Perspective on Risk - Sept. 30, 2024 (AI & LLMs)
Intelligence is free and fits on your hard drive (and soon phone). And you ain't seen nothin' yet.
Deep learning worked, got predictably better with scale, and we dedicated increasing resources to it. (Sam Altman)
The landscape here is changing so fast, there is a real temptation to write more frequently and focus on the “trees” rather than the “forest.” We need to remember that the LLM revolution is arguably only 2 years old (dating to the announcement of ChatGPT-3.5). We are only in the 2nd generation of models, with the 3rd generation to launch fairly soon.
I am really trying to avoid that temptation. For instance, this post has been rewritten and condensed at least half a dozen times to try an focus on the germane. Let’s see how well I can do. The fun stuff is in the footnotes.

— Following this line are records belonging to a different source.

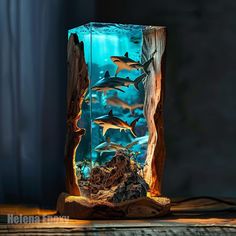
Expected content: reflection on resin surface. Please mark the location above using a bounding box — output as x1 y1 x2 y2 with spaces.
68 23 160 202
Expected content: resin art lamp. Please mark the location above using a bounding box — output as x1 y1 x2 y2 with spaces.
57 23 170 219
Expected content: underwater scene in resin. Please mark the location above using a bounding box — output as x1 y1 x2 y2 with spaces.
68 23 159 199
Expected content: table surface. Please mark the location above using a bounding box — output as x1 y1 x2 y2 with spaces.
0 198 236 236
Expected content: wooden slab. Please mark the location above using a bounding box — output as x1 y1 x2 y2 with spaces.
0 198 236 236
57 193 170 219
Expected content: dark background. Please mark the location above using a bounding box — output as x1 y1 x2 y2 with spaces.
0 0 236 206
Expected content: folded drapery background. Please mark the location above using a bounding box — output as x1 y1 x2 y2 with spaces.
0 0 236 204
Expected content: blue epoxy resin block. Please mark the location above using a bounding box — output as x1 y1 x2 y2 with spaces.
66 23 166 203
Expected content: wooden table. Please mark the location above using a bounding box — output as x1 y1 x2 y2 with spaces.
0 198 236 236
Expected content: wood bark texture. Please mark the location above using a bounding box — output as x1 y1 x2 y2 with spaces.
142 27 166 196
65 34 89 196
57 193 170 219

I first wrote about ChatGPT-3 about 2 weeks after the launch in Perspective on Risk - Dec. 9, 2022 (Technology). Looking back on that post, less than 2 years ago, it’s shocking how far it has already come. It was estimated to have an IQ of 83 and got a 1020 on the SAT, hallucinated frequently, but sometimes showed the potential for answering questions with deep knowledge. I was impressed it could (sometimes) write a limerick. On Sept. 12, 2024 GPT-o1-preview scored above the 98th percentile on Mensa admission exam, 19 years sooner than originally predicted.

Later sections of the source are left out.